My handwriting is not tragic, although it is not elegant by any means. Printing and signing off on a letter I’ve typed would be convenient but, no matter how poetic the text may be, would lack character and affection. Leftover letter head from my school or old job could elevate the aesthetic in some ways in the chance that it is not mistaken for an invoice at first glance.

I drafted my note on my laptop and decided to handwrite into a blank, brown-tinted sheet of card stock. The first lines were perfectly legible without smudges, curves, or imperfections. For a moment, I pictured myself in Rapunzel’s tower, experiencing perfect solitude and nostalgia as I dreamt back to classes with my teacher. I had achieved that perfect flow state of emotion from my heart as it rippled down my arm and behaved as instructed by the ink of my pen.

And then came the fucking comma.

This comma was not in my drafts. I am quite certain that, whoever you are, you will not lay eyes on this letter sent. I do not have much to prove to you, however I am proud of my ability to competently usually use commas correctly. This was an embarrassment. This was a mess. This was a disaster.
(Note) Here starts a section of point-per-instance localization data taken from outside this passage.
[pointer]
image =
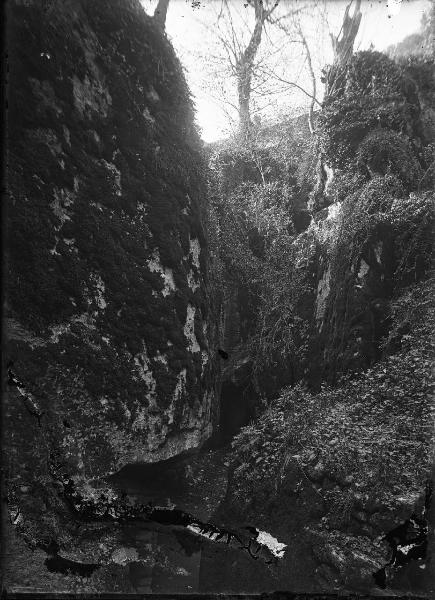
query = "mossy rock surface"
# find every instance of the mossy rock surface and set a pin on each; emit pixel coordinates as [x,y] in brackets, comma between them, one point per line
[107,301]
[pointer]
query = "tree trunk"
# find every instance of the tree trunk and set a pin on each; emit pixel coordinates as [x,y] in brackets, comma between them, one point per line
[342,45]
[245,67]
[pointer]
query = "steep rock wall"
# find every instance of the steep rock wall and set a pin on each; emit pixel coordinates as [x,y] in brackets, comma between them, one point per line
[107,302]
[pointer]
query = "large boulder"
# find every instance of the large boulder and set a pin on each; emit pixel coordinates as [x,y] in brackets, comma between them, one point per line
[108,316]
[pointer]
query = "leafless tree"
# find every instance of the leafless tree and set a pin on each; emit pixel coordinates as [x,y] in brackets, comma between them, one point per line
[342,44]
[242,58]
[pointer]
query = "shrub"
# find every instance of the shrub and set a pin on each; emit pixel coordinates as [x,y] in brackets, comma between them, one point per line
[386,152]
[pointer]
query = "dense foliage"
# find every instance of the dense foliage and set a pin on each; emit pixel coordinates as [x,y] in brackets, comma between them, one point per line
[370,435]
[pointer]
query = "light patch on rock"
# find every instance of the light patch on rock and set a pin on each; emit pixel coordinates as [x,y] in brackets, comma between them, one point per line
[100,289]
[363,269]
[104,402]
[180,388]
[115,175]
[155,266]
[161,358]
[58,330]
[144,370]
[66,135]
[329,177]
[277,548]
[91,96]
[191,281]
[122,556]
[63,199]
[148,116]
[378,252]
[327,230]
[152,95]
[70,244]
[189,329]
[323,289]
[15,331]
[194,251]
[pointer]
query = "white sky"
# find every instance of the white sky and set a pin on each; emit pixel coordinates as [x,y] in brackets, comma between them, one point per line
[193,34]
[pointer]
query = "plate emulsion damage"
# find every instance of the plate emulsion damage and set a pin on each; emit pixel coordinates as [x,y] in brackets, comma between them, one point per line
[218,355]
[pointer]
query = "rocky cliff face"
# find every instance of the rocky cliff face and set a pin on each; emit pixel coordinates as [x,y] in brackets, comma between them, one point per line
[107,303]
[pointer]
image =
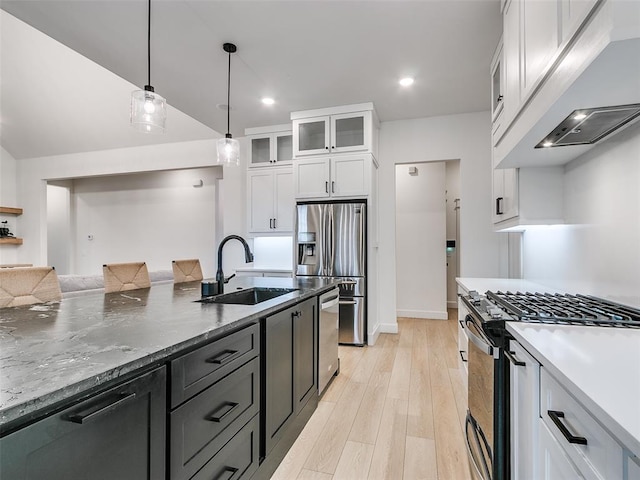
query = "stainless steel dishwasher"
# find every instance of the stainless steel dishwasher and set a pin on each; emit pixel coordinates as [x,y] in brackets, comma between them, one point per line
[328,326]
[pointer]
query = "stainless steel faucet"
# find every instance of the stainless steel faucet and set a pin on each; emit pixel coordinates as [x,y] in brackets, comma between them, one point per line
[248,257]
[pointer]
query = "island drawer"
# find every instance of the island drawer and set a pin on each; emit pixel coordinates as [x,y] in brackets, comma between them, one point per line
[601,456]
[203,425]
[238,458]
[195,371]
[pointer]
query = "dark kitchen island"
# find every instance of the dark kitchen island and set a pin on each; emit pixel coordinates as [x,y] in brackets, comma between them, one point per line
[76,363]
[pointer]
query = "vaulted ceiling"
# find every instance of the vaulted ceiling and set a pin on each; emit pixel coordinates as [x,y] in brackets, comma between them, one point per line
[305,54]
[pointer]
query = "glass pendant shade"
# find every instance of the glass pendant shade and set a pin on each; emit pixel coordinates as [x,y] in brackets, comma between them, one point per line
[228,151]
[148,111]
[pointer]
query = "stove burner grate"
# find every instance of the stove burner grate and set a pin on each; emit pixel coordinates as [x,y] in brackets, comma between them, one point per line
[566,309]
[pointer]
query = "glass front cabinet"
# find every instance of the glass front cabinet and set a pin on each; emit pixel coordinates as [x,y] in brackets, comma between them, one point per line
[270,145]
[339,132]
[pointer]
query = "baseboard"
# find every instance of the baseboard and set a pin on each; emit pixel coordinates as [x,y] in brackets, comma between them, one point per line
[388,328]
[422,314]
[372,337]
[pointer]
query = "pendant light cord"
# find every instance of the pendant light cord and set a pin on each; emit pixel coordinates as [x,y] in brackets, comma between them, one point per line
[149,44]
[228,93]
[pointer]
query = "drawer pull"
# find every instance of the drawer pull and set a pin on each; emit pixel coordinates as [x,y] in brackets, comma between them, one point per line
[110,403]
[226,409]
[227,474]
[556,416]
[223,357]
[513,359]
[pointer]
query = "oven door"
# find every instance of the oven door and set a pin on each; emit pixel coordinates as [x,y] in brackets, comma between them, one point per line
[479,424]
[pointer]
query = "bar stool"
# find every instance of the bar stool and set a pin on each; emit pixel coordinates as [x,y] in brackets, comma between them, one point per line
[28,285]
[120,277]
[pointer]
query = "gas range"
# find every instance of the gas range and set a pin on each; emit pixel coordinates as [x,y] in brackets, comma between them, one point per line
[494,308]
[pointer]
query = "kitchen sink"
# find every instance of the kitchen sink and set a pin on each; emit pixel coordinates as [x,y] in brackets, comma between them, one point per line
[249,296]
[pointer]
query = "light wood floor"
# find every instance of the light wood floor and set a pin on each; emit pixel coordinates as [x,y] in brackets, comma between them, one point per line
[396,411]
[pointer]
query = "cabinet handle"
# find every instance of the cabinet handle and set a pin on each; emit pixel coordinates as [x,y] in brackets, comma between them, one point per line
[227,474]
[107,404]
[226,409]
[224,357]
[513,359]
[347,302]
[556,416]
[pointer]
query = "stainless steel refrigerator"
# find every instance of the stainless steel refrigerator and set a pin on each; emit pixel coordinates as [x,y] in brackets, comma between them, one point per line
[331,242]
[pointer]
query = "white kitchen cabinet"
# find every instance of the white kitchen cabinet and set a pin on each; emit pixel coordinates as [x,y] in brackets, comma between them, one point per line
[270,200]
[505,194]
[497,83]
[344,176]
[560,56]
[539,40]
[530,196]
[269,146]
[345,129]
[511,61]
[553,463]
[524,373]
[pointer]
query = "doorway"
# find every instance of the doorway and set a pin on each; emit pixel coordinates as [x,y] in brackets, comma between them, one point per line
[427,238]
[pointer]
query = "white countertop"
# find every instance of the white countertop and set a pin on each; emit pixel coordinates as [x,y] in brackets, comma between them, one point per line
[600,366]
[481,285]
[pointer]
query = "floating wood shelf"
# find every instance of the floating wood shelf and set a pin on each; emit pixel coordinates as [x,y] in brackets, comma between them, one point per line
[11,210]
[10,241]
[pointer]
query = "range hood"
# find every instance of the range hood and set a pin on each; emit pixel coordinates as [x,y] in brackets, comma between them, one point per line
[590,125]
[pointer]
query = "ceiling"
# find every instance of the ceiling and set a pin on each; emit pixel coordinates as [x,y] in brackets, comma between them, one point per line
[305,54]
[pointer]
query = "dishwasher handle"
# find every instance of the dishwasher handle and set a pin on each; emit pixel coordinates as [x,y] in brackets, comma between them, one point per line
[329,302]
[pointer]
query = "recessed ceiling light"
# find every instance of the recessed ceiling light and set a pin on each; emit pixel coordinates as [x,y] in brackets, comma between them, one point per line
[406,81]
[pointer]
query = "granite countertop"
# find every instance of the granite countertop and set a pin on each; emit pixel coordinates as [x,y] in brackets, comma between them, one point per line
[600,366]
[53,352]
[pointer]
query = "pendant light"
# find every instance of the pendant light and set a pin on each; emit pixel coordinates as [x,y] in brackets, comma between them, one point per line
[148,109]
[228,147]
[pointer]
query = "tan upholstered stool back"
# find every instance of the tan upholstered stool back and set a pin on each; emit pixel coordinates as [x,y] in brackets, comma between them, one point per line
[28,285]
[186,270]
[119,277]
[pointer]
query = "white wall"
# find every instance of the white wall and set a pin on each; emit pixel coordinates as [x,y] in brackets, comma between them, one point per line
[61,242]
[421,283]
[33,174]
[467,138]
[154,217]
[453,193]
[598,251]
[8,198]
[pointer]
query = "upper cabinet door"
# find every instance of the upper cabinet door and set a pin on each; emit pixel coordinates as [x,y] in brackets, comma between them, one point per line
[261,148]
[283,143]
[350,132]
[311,136]
[271,148]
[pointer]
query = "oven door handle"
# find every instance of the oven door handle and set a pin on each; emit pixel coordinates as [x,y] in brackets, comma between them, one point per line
[483,474]
[478,341]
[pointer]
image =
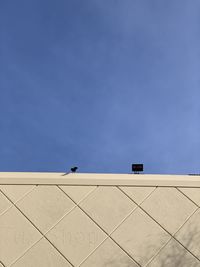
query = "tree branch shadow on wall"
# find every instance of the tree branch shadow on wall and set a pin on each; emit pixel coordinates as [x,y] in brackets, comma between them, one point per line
[175,254]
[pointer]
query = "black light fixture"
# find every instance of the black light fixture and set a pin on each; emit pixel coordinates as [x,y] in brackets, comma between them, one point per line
[137,168]
[74,169]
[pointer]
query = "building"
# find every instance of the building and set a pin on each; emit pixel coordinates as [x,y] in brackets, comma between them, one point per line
[99,220]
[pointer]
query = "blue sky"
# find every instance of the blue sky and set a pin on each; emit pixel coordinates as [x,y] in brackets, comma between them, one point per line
[100,84]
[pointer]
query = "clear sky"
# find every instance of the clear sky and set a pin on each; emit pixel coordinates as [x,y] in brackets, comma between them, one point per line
[100,84]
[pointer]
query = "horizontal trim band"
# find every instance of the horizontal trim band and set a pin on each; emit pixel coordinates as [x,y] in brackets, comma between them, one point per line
[34,178]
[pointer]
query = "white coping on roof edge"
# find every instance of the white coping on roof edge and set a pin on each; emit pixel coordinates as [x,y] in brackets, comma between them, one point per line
[49,178]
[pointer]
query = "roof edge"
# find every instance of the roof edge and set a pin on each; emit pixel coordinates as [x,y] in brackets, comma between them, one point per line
[106,179]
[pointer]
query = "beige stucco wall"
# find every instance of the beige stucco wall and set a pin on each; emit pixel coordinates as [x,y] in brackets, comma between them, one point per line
[60,224]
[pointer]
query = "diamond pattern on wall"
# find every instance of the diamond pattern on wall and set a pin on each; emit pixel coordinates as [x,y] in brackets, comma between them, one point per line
[16,192]
[4,203]
[138,194]
[16,235]
[189,234]
[109,254]
[174,255]
[78,234]
[77,193]
[108,206]
[42,254]
[140,236]
[45,205]
[192,193]
[165,205]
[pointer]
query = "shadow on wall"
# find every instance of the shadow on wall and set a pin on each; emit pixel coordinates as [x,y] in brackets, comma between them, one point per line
[176,255]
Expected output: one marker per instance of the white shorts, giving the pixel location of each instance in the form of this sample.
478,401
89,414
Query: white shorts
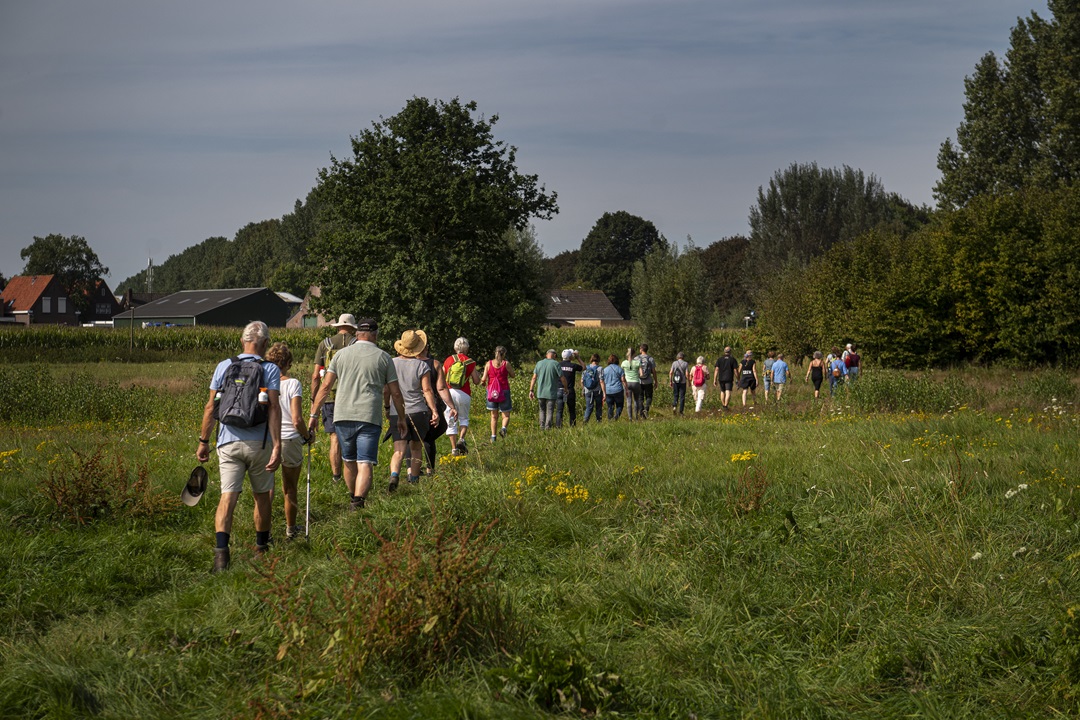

White out could work, right? Except it was brown paper. I was one third down the page with a cramped hand and my moment as Princess Rapunzel had viciously spiraled into one of much less satisfaction. There was nothing to do—go on, or start over. I shook my hand and grabbed my pen. Onward.

My focus returned and I completed the next line. I read the next paragraph word by word as my English teachers sat perched on my shoulders debating the appropriate punctuation. Mr. McLay taught British Literature in 9th grade, so he encouraged the romantic, run-on type sentences, but Mr. Maselli argued for a more direct and straightforward sentence structure. I kept writing feverishly as I questioned my articulations. Finally, I wrote my last line and I leaned back in my chair to observe my progress.

As my intensity had increased in my writing, so had my font size. Each line was slightly larger than the last. Again, I debated—do I rewrite once again, or accept this imperfect execution of the letter?

This, though, is the beauty of handwritten letters. Cramped hands and wrists are the recipe for a warm fuzzy feeling en route to someone you care about. The same words written on my laptop lacked the character that came to life when written by hand. Despite the size fluctuations, there was evidence of emphasis and structure that does not come as a standard customization in any basic Microsoft program.

Trapped at home, I have had the time and space to feel my full range of emotions with several more letters written for mentors and friends across the country. I even took time to build a stencil to use to draw a sketch on each personalized letter. A text message to my mom helped me preserve the magic of asking future recipients for their mailing address. And there you have it—a tangible and timeless way to seal some warm fuzzy feelings into an envelope and send them wherever your choose.

And on that note, I am off to buy some stamps!